Article L2143-15 · En vigueur

Article L2143-15 — Crédit d'heures du délégué syndical central

L'article L2143-15 accorde au délégué syndical central un crédit de 24 heures par mois pour l'exercice de ses fonctions, qui s'ajoutent aux heures dont il dispose à un autre titre. Pour les salariés en forfait jours, le crédit est regroupé en demi-journées (une demi-journée correspondant à quatre heures de mandat).

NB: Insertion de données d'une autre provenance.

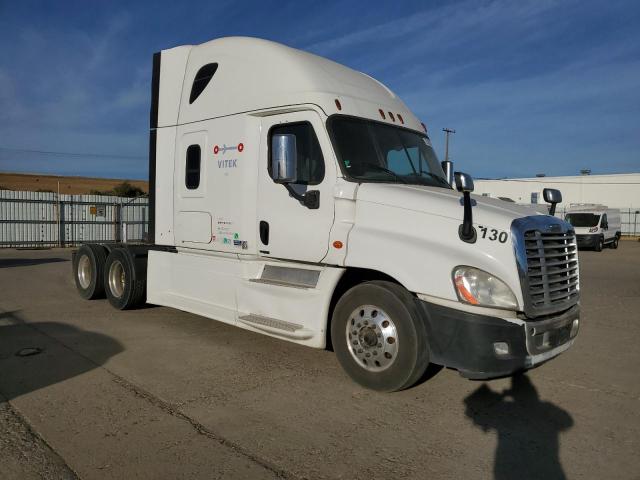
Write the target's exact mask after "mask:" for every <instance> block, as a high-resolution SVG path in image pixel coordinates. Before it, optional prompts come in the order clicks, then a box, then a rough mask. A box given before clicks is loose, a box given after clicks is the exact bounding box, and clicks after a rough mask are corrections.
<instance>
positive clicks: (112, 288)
mask: <svg viewBox="0 0 640 480" xmlns="http://www.w3.org/2000/svg"><path fill="white" fill-rule="evenodd" d="M141 273H142V272H139V271H136V265H135V259H134V257H133V255H132V254H131V252H130V251H129V250H127V249H124V248H114V249H113V250H111V253H109V256H108V257H107V261H106V263H105V268H104V286H105V291H106V293H107V298H108V299H109V303H111V305H112V306H113V307H114V308H117V309H118V310H128V309H130V308H135V307H137V306H138V305H140V304H142V302H143V299H144V293H145V283H146V278H144V275H141ZM144 273H146V272H144Z"/></svg>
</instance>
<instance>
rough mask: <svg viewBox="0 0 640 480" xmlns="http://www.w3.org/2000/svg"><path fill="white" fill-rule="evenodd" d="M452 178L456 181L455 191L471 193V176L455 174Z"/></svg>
mask: <svg viewBox="0 0 640 480" xmlns="http://www.w3.org/2000/svg"><path fill="white" fill-rule="evenodd" d="M454 177H455V179H456V190H458V191H459V192H462V193H465V192H468V193H471V192H473V178H471V175H469V174H467V173H462V172H456V173H455V174H454Z"/></svg>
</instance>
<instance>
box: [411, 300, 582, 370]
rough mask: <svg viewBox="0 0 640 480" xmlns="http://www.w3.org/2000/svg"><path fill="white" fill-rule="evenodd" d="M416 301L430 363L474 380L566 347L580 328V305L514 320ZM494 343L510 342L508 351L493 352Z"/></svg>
mask: <svg viewBox="0 0 640 480" xmlns="http://www.w3.org/2000/svg"><path fill="white" fill-rule="evenodd" d="M419 303H420V305H421V308H422V312H423V315H422V316H423V319H424V321H425V326H426V328H427V334H428V339H429V347H430V353H431V362H432V363H435V364H438V365H443V366H446V367H451V368H455V369H457V370H458V371H459V372H460V373H461V374H462V375H463V376H464V377H467V378H473V379H489V378H498V377H504V376H507V375H511V374H513V373H516V372H519V371H523V370H528V369H530V368H534V367H536V366H538V365H540V364H542V363H544V362H546V361H548V360H550V359H552V358H553V357H555V356H557V355H559V354H560V353H562V352H564V351H565V350H566V349H568V348H569V347H570V346H571V345H572V344H573V341H574V339H575V336H576V335H577V333H578V328H579V315H580V309H579V306H578V305H576V306H574V307H572V308H570V309H569V310H567V311H565V312H563V313H561V314H559V315H556V316H553V317H547V318H545V319H543V320H531V321H525V322H524V324H516V323H512V322H509V321H507V320H504V319H501V318H497V317H492V316H486V315H479V314H474V313H469V312H463V311H461V310H456V309H453V308H448V307H444V306H441V305H436V304H433V303H429V302H425V301H419ZM574 321H575V322H574ZM498 342H501V343H506V344H508V346H509V351H508V353H503V354H498V353H496V350H495V344H496V343H498Z"/></svg>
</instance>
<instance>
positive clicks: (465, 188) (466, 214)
mask: <svg viewBox="0 0 640 480" xmlns="http://www.w3.org/2000/svg"><path fill="white" fill-rule="evenodd" d="M453 177H454V179H455V182H456V189H457V190H458V191H459V192H462V194H463V202H464V203H463V205H464V217H463V220H462V224H461V225H460V227H458V236H459V237H460V240H462V241H463V242H467V243H475V242H476V238H477V235H476V229H475V228H473V216H472V215H473V214H472V213H471V192H473V179H472V178H471V175H468V174H466V173H462V172H455V173H454V174H453Z"/></svg>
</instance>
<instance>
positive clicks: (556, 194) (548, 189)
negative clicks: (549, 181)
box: [542, 188, 562, 215]
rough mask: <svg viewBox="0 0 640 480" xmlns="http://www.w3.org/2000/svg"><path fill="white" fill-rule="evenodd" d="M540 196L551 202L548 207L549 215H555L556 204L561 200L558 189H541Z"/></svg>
mask: <svg viewBox="0 0 640 480" xmlns="http://www.w3.org/2000/svg"><path fill="white" fill-rule="evenodd" d="M542 197H543V198H544V201H545V202H547V203H550V204H551V206H550V207H549V215H555V213H556V204H558V203H560V202H562V193H560V190H556V189H555V188H545V189H544V190H542Z"/></svg>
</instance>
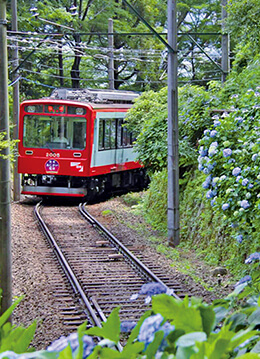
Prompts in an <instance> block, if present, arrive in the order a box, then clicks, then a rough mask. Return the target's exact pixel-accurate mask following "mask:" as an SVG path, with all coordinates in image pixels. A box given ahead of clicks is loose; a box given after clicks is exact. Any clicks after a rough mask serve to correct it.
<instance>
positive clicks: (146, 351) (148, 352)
mask: <svg viewBox="0 0 260 359" xmlns="http://www.w3.org/2000/svg"><path fill="white" fill-rule="evenodd" d="M163 337H164V332H163V331H162V330H160V331H158V332H156V333H155V335H154V340H153V341H152V343H150V344H149V345H148V347H147V348H146V351H145V354H146V355H147V358H153V357H154V356H155V354H156V352H157V350H158V348H159V346H160V344H161V342H162V340H163Z"/></svg>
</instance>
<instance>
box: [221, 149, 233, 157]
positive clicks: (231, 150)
mask: <svg viewBox="0 0 260 359" xmlns="http://www.w3.org/2000/svg"><path fill="white" fill-rule="evenodd" d="M231 155H232V150H231V148H225V149H224V150H223V156H224V157H229V156H231Z"/></svg>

Ce que dit l'article L2143-15

Article L2143-15 du Code du travail

Le délégué syndical central prévu au premier alinéa de l'article L. 2143-5 dispose de vingt-quatre heures par mois pour l'exercice de ses fonctions. Ces heures s'ajoutent à celles dont il peut disposer à un titre autre que celui de délégué syndical d'établissement.

Sauf accord collectif contraire, lorsque le représentant du personnel élu ou désigné est un salarié mentionné à l'article L. 3121-58, le crédit d'heures est regroupé en demi-journées qui viennent en déduction du nombre annuel de jours travaillés fixé dans la convention individuelle du salarié. Une demi-journée correspond à quatre heures de mandat. Lorsque le crédit d'heures ou la fraction du crédit d'heures restant est inférieur à quatre heures, le représentant du personnel en bénéficie dans des conditions définies par un décret en Conseil d'Etat.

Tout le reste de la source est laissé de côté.